You should complete your reps in the middle of your day.

Then, you can move on to isolation exercises to work out specific muscles.

They don’t want to fail in the middle of a deadlift with a hex bar.

Hex Bar Deadlifts To The Win

Hex Bar Deadlifts To The Win

We have made our case for the deadlift with a hex bar.

This is a highly effective exercise that builds functional strength and reduces the risk of injury to the lower back.

Because of the more even weight distribution and easier maintenance, it is much easier to perform reps using a hex bar.

Some lifters think the hex bar deadlift is simplified to traditional deadlifts.

Don’t let these purity tests stop you from including the hip hinge exercise in your workout.

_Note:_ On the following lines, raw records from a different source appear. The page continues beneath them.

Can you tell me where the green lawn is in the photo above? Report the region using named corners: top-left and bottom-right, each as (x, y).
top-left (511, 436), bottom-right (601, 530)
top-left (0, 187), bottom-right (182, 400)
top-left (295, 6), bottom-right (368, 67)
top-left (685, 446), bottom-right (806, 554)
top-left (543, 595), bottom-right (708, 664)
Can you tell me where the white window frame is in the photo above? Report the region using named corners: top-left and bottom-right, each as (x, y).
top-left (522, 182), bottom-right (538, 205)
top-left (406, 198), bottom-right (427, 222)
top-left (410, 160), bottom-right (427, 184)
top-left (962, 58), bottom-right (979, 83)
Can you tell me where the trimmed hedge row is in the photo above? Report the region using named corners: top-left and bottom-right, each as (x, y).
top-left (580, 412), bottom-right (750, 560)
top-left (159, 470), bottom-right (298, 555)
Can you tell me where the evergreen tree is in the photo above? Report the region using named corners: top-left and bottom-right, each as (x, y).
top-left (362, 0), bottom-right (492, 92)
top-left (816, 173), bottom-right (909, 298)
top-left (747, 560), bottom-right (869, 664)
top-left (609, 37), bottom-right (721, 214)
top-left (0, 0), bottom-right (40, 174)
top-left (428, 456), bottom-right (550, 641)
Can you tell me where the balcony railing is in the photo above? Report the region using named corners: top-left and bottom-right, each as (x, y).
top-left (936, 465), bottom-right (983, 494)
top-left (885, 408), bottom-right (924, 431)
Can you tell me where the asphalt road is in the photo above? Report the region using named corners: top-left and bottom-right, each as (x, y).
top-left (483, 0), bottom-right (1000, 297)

The hex bar version can help you build muscle mass and increase your deadlift maximum.


  • Timothy P. Carnes

    Timothy P. Carnes is a certified personal trainer with a Bachelor's degree in Exercise Science from the University of Florida. With over 8 years of experience in the fitness industry, Timothy is an expert in strength and conditioning, body composition, and overall health and wellness. He also holds certifications in strength and conditioning through the National Strength and Conditioning Association (NSCA) and corrective exercise through the National Academy of Sports Medicine (NASM). As an author at FitGAG, he shares his knowledge and expertise on a variety of topics, including strength training, body composition, and overall health and wellness tips. Timothy believes that consistency and discipline are the keys to achieving fitness goals, and he strives to inspire his readers to prioritize their fitness and wellness journey. Through his articles, Timothy aims to empower his readers to take control of their health, enhance their performance, and live their best lives.